Итак, в конце концов мы поселились в Архангельском переулке, и никто, начиная с Ивана Григорьевича, не поверил в бескорыстность нашего решения, хотя ты приняла его и настаивала на нем из искренней и вполне бескорыстной любви к отцу и семье. Мне до сих пор странно, до какой степени все они не знали тебя и не верили тебе. И сейчас же был поставлен вопрос: собираюсь ли я оплачивать свое питание? Я ответил, что собираюсь оплачивать не только свое, но и твое, и не понимаю такой постановки вопроса. Тогда вмешалась тетя Маня и заявила, что из любви к брату согласна заботиться об Иване Григорьевиче и его семье, но кормить «Юлию и ее мужа» не собирается, и если «Юлия и ее муж» хотят питаться, то пусть сами заботятся об этом, но двум прислугам, которые у вас были, не позволит нас обслуживать. Это было уже открытое объявление войны, но тут запротестовал Иван Григорьевич, который сказал, что «Юлия и ее муж» – члены его семьи и что он просит об этом помнить.
Вопрос разрешился, но положение получалось странное: мы, так сказать, жертвовали своими интересами, оставаясь в этой квартире, но оказывались там гражданами второго сорта, только терпимыми, но вообще мало желательными. Я помню, как ты, бедненькая, чувствовала себя неловко и старалась убедить себя и меня, что все это только так, временно. Убедить меня было довольно трудно, а сделать так, чтобы я почувствовал себя членом семьи, совершенно невозможно. Так оно и осталось, и усилилось, потому что для усиления было потом еще достаточно причин. Но, чтобы тебя не расстраивать, я ничего не говорил и старался, со своей стороны, не давать поводов для осложнений. В таких условиях приблизительно к середине сентября 1919 года мы переселились из Мамонтовки в Москву, дружески расставшись с гостеприимной тетей Асей и дядей Костей, который всегда называл меня «дядей Володей».

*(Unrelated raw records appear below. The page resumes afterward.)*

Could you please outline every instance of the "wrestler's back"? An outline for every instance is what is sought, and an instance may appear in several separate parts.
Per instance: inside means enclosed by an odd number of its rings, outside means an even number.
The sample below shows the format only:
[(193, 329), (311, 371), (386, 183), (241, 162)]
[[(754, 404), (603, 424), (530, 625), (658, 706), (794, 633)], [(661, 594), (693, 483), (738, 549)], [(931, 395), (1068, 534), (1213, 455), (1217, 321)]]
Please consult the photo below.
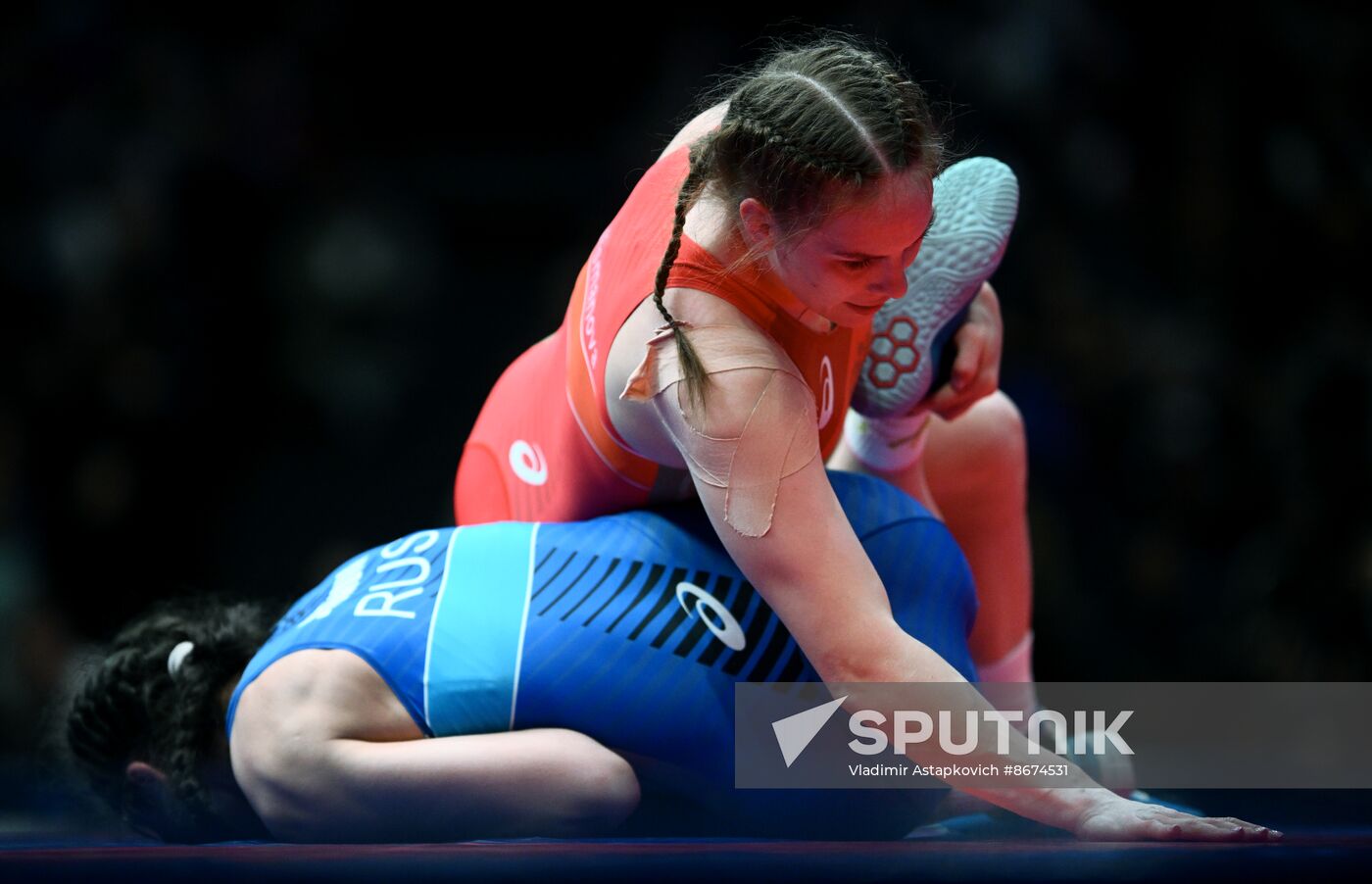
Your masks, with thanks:
[[(700, 117), (691, 119), (663, 151), (663, 156), (671, 154), (682, 144), (690, 144), (700, 136), (719, 125), (724, 118), (729, 103), (716, 104)], [(730, 224), (729, 217), (720, 210), (719, 203), (709, 199), (698, 199), (686, 211), (685, 235), (711, 253), (720, 264), (727, 264), (724, 243), (727, 242)], [(696, 288), (671, 287), (663, 292), (663, 303), (672, 318), (685, 320), (696, 325), (729, 324), (752, 328), (752, 321), (744, 312), (729, 303), (719, 295)], [(663, 426), (657, 410), (648, 402), (620, 399), (619, 394), (628, 382), (630, 375), (638, 368), (643, 358), (643, 342), (653, 336), (654, 329), (665, 320), (659, 313), (652, 295), (643, 298), (630, 313), (628, 318), (615, 334), (615, 340), (609, 347), (609, 357), (605, 361), (605, 406), (615, 431), (628, 442), (628, 445), (649, 460), (654, 460), (664, 467), (685, 469), (686, 461), (678, 452), (671, 434)], [(694, 491), (686, 486), (687, 494)]]

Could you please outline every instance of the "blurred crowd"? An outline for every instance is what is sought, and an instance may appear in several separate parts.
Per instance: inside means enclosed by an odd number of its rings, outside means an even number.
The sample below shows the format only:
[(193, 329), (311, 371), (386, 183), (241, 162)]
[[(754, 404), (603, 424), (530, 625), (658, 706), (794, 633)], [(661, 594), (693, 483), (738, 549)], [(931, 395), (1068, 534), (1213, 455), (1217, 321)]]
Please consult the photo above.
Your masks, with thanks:
[[(801, 19), (376, 7), (0, 34), (0, 758), (188, 588), (451, 522), (491, 383), (711, 77)], [(1044, 681), (1372, 677), (1357, 5), (829, 4), (1019, 174), (996, 276)], [(1361, 71), (1361, 73), (1360, 73)]]

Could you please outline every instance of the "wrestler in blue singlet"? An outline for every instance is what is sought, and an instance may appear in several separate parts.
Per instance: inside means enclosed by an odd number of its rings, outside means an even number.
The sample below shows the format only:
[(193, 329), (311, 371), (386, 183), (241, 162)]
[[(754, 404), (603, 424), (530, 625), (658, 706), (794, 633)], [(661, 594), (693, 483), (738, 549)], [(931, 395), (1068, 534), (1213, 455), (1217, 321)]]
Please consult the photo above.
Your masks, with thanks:
[[(977, 598), (952, 535), (886, 482), (829, 475), (896, 620), (974, 679)], [(734, 682), (819, 677), (698, 504), (438, 528), (364, 552), (296, 601), (248, 662), (229, 732), (243, 689), (303, 648), (365, 659), (428, 736), (579, 730), (685, 769), (701, 789), (734, 792), (740, 818), (778, 832), (822, 814), (867, 826), (853, 836), (900, 835), (941, 798), (733, 789)], [(870, 830), (886, 818), (892, 829)]]

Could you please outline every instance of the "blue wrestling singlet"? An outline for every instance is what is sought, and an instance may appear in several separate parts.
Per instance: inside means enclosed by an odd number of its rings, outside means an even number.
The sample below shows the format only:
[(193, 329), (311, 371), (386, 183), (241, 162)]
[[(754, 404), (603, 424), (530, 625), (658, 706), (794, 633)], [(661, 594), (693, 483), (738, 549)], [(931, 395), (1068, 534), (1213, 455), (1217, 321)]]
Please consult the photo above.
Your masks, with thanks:
[[(829, 475), (896, 620), (974, 679), (977, 598), (947, 528), (886, 482)], [(734, 682), (819, 681), (696, 502), (420, 531), (364, 552), (281, 618), (233, 690), (228, 730), (243, 689), (303, 648), (365, 659), (428, 736), (568, 728), (702, 788), (733, 789)], [(864, 807), (879, 793), (852, 792)], [(940, 795), (900, 792), (921, 806)], [(811, 796), (771, 793), (737, 791), (788, 807)]]

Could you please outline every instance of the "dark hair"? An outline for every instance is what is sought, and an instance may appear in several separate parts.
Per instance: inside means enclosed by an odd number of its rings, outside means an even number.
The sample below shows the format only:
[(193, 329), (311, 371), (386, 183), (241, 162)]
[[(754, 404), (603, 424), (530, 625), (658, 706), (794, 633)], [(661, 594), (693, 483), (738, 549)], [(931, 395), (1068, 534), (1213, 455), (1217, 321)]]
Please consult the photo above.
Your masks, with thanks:
[[(104, 662), (75, 692), (67, 745), (91, 788), (126, 822), (136, 822), (139, 809), (125, 769), (144, 760), (167, 774), (187, 824), (182, 832), (159, 832), (163, 839), (225, 835), (199, 767), (224, 733), (220, 693), (274, 622), (265, 604), (204, 594), (162, 601), (115, 636)], [(182, 641), (195, 647), (173, 678), (167, 656)]]
[[(681, 325), (663, 305), (667, 275), (681, 250), (686, 213), (707, 185), (731, 209), (752, 196), (790, 240), (826, 214), (871, 194), (866, 184), (907, 169), (930, 177), (944, 162), (923, 89), (881, 45), (840, 32), (778, 43), (752, 70), (724, 78), (707, 104), (729, 100), (719, 129), (690, 147), (690, 172), (676, 199), (676, 222), (657, 270), (653, 301), (671, 324), (691, 399), (704, 401), (708, 376)], [(737, 217), (737, 211), (733, 213)], [(750, 247), (738, 266), (757, 258)]]

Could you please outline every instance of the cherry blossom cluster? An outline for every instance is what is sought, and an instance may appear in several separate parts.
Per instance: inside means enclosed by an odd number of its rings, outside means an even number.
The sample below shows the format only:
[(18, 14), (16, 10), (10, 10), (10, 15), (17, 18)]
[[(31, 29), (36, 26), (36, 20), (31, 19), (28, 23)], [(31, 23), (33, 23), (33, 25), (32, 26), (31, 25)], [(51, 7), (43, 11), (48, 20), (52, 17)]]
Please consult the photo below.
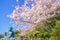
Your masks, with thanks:
[(25, 0), (22, 6), (18, 0), (17, 3), (16, 9), (8, 16), (19, 25), (28, 23), (28, 26), (36, 26), (56, 16), (56, 13), (60, 13), (60, 10), (57, 11), (57, 8), (60, 7), (60, 0)]

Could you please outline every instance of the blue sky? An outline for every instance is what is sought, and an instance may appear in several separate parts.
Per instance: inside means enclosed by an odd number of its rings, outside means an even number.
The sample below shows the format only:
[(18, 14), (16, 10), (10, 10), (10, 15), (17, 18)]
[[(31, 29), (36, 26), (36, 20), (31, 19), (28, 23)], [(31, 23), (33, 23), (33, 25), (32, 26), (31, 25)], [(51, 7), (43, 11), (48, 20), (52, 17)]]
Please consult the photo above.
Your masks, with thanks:
[[(24, 0), (19, 0), (19, 2), (22, 5)], [(11, 19), (7, 15), (13, 12), (16, 5), (16, 0), (0, 0), (0, 34), (4, 34), (11, 26)]]

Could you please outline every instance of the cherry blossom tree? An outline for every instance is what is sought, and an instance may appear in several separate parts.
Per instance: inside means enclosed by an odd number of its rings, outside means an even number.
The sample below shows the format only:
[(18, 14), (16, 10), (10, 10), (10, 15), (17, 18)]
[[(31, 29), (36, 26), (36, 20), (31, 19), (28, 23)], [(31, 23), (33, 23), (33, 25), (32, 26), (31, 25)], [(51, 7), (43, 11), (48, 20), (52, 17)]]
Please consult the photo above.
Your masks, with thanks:
[[(19, 0), (17, 3), (18, 6), (8, 17), (13, 19), (16, 25), (28, 23), (30, 30), (56, 16), (56, 13), (60, 13), (60, 10), (57, 11), (57, 7), (60, 7), (60, 0), (25, 0), (22, 6), (19, 4)], [(23, 19), (21, 20), (21, 18)]]

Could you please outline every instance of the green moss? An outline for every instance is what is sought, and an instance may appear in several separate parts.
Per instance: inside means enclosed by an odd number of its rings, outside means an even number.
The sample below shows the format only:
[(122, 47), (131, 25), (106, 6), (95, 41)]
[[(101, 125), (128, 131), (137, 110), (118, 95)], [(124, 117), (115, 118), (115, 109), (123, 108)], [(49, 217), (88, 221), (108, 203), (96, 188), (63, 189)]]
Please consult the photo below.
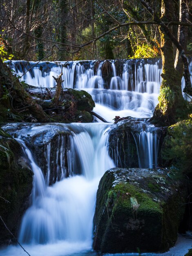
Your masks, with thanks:
[[(0, 215), (16, 236), (32, 189), (33, 173), (17, 141), (0, 129)], [(12, 238), (0, 223), (0, 243)]]
[[(147, 173), (147, 174), (146, 174)], [(175, 243), (186, 189), (152, 170), (111, 169), (99, 185), (93, 247), (103, 253), (165, 252)]]
[(192, 119), (170, 126), (161, 152), (166, 166), (175, 173), (185, 173), (192, 178)]

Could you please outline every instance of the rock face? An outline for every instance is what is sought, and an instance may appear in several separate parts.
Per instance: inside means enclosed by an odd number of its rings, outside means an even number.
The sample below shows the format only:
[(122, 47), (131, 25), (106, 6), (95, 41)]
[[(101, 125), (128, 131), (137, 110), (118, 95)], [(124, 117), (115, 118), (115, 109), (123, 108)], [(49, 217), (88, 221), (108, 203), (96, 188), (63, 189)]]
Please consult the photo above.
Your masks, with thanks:
[[(47, 89), (46, 90), (46, 89)], [(59, 98), (58, 106), (53, 103), (55, 89), (49, 92), (48, 88), (28, 85), (27, 91), (36, 100), (52, 122), (90, 123), (93, 118), (90, 112), (95, 106), (90, 94), (83, 90), (70, 88), (63, 89)]]
[[(20, 144), (0, 129), (0, 216), (16, 236), (27, 207), (32, 180)], [(8, 243), (13, 238), (0, 220), (0, 244)]]
[(102, 253), (163, 252), (177, 239), (186, 191), (165, 171), (113, 168), (99, 183), (94, 249)]
[[(146, 151), (150, 146), (151, 158), (154, 158), (153, 166), (156, 166), (155, 158), (157, 159), (165, 132), (165, 128), (155, 127), (144, 119), (127, 117), (118, 122), (110, 131), (110, 155), (118, 167), (146, 167), (142, 159), (149, 160)], [(145, 148), (140, 149), (141, 146)]]

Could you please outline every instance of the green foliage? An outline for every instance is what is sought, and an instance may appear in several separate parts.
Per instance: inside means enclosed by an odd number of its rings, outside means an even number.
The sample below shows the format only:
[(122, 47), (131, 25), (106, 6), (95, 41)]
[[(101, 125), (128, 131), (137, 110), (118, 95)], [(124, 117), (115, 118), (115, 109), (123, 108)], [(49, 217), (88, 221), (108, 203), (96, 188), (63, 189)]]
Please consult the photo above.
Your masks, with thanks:
[[(4, 30), (3, 29), (2, 32), (4, 31)], [(11, 60), (14, 57), (12, 54), (10, 54), (8, 52), (1, 35), (0, 35), (0, 56), (3, 61)]]
[(149, 44), (142, 44), (137, 45), (136, 50), (133, 58), (155, 58), (159, 56), (158, 49)]
[(172, 172), (184, 173), (192, 177), (192, 115), (190, 119), (177, 123), (168, 129), (161, 155)]
[(161, 88), (158, 97), (159, 107), (163, 115), (165, 115), (167, 108), (171, 108), (175, 101), (175, 93), (169, 86)]
[(192, 53), (192, 43), (189, 43), (187, 46), (187, 49), (188, 52), (189, 52), (190, 53)]

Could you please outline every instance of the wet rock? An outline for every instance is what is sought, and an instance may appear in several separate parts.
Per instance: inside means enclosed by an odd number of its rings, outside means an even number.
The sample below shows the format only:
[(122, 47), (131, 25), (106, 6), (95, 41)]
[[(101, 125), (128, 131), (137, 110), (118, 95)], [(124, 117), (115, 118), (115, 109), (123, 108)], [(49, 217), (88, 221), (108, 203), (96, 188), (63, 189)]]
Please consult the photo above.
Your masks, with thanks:
[(112, 63), (109, 61), (104, 61), (101, 67), (102, 78), (105, 82), (105, 89), (109, 89), (110, 87), (110, 83), (113, 76), (113, 70)]
[(93, 248), (102, 253), (164, 252), (177, 238), (185, 183), (163, 170), (113, 168), (99, 183)]
[[(70, 124), (19, 123), (8, 124), (2, 128), (12, 136), (17, 137), (18, 134), (20, 139), (25, 141), (33, 153), (47, 185), (51, 185), (62, 177), (80, 174), (80, 168), (74, 170), (69, 167), (68, 164), (71, 166), (71, 164), (67, 161), (67, 155), (71, 153), (72, 146), (69, 135), (72, 135), (73, 131), (77, 133), (83, 131), (83, 128), (80, 126), (77, 126), (75, 130), (71, 128)], [(76, 152), (72, 153), (76, 155)], [(75, 161), (78, 162), (78, 159)]]
[[(147, 168), (149, 166), (146, 166), (145, 162), (147, 161), (145, 160), (151, 157), (153, 161), (150, 168), (157, 166), (159, 150), (166, 129), (155, 127), (144, 119), (128, 117), (120, 120), (121, 121), (111, 129), (109, 138), (109, 154), (116, 166)], [(141, 139), (143, 141), (141, 141)], [(150, 139), (151, 156), (148, 152)]]
[[(17, 236), (21, 218), (29, 203), (33, 173), (20, 144), (0, 130), (0, 216)], [(15, 242), (0, 220), (0, 244)]]

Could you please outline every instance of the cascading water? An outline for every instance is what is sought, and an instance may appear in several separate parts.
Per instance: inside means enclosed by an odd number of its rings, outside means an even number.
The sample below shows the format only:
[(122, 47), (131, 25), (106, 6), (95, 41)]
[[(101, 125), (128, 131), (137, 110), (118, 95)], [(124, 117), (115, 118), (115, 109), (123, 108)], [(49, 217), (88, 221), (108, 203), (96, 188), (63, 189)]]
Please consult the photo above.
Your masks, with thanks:
[[(84, 249), (90, 249), (98, 184), (105, 171), (115, 166), (107, 148), (108, 131), (111, 125), (97, 123), (60, 125), (65, 133), (67, 131), (70, 134), (71, 147), (67, 162), (73, 163), (73, 168), (80, 169), (79, 172), (82, 174), (63, 179), (52, 186), (48, 186), (50, 144), (47, 145), (45, 154), (47, 170), (44, 178), (23, 140), (30, 136), (30, 131), (31, 134), (34, 133), (34, 130), (38, 132), (42, 130), (42, 126), (33, 125), (27, 130), (24, 129), (19, 135), (19, 138), (16, 139), (22, 145), (34, 173), (31, 205), (23, 217), (19, 238), (20, 243), (28, 245), (26, 246), (29, 251), (32, 247), (29, 245), (32, 245), (33, 250), (36, 245), (55, 244), (62, 240), (68, 243), (71, 252), (76, 248), (76, 243), (83, 243)], [(63, 150), (56, 149), (62, 159)], [(80, 164), (76, 162), (77, 154)], [(46, 250), (46, 246), (44, 248)], [(79, 250), (78, 248), (76, 249)], [(7, 255), (11, 255), (11, 247), (10, 250), (6, 252)], [(47, 253), (44, 255), (48, 255)], [(55, 255), (54, 252), (51, 253)], [(60, 255), (69, 255), (65, 250), (62, 254)]]
[[(53, 87), (63, 68), (63, 88), (84, 90), (96, 103), (95, 111), (109, 121), (115, 115), (134, 117), (150, 117), (158, 103), (161, 81), (161, 61), (147, 63), (145, 59), (125, 61), (122, 71), (117, 72), (115, 61), (111, 65), (112, 76), (109, 84), (103, 78), (102, 66), (105, 61), (96, 61), (49, 63), (8, 62), (11, 68), (27, 83)], [(29, 70), (28, 72), (27, 72)]]
[[(117, 70), (115, 61), (109, 62), (112, 74), (108, 82), (102, 73), (105, 61), (12, 61), (7, 63), (21, 76), (21, 80), (35, 86), (51, 88), (56, 84), (52, 76), (58, 75), (63, 65), (63, 87), (87, 91), (96, 103), (95, 112), (109, 121), (118, 115), (151, 117), (158, 103), (161, 61), (125, 61), (121, 71)], [(61, 126), (67, 131), (69, 139), (67, 141), (61, 132), (54, 152), (51, 152), (51, 142), (47, 144), (45, 177), (24, 142), (34, 130), (40, 132), (41, 126), (33, 125), (17, 132), (17, 139), (22, 145), (34, 173), (31, 204), (23, 216), (19, 236), (31, 256), (63, 256), (91, 249), (98, 183), (105, 171), (114, 167), (107, 148), (111, 125), (60, 124), (60, 128)], [(133, 135), (139, 166), (156, 166), (159, 141), (155, 128), (147, 126)], [(54, 163), (51, 157), (53, 154), (56, 155)], [(53, 165), (56, 169), (54, 178), (51, 176)], [(23, 255), (21, 253), (20, 248), (15, 247), (0, 252), (0, 255), (9, 256)]]

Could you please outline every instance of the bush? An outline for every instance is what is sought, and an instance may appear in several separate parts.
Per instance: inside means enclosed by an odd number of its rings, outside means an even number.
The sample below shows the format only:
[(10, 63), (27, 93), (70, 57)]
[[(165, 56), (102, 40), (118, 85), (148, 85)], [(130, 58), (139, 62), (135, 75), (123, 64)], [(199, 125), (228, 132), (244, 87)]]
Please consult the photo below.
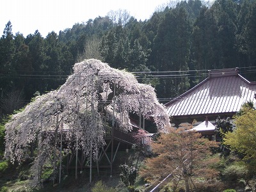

Нам отвели для жительства кабинет Ивана Григорьевича. Это была огромная, но очень уютная и уютно обставленная комната. Пока не начались холода, в ней было очень хорошо, и первый вечер мы чувствовали себя совершенно счастливыми. Нам дали маленький самоварчик, и мы готовились пить чай вдвоем, не выходя в столовую. Ты сказала: «Достань, пожалуйста, чашки из книжного шкафа» (который служил нам буфетом) и прибавила: «Это – очень красивые чашки из старинного японского фарфора. Их было много, но остальные все побились; остались только эти; я очень их люблю». Я пошел за ними с подносом, уставил, понес обратно, и здесь моя нога зацепилась за ковер: я покачнулся, поднос покачнулся, чашки упали на пол и разбились. Со стыдом и смущением ждал, что будет: ведь я все-таки еще мало знал тебя. И не было ничего. Ты была очень огорчена, это было видно, но мне не сказала ни слова и, когда заметила, что я – не в своей тарелке, дружески улыбнулась, положила свою ручку на мою руку и сказала: «Ничего, не смущайся», – и я опять почувствовал, что, действительно, в мою жизнь вошло с тобой настоящее счастье.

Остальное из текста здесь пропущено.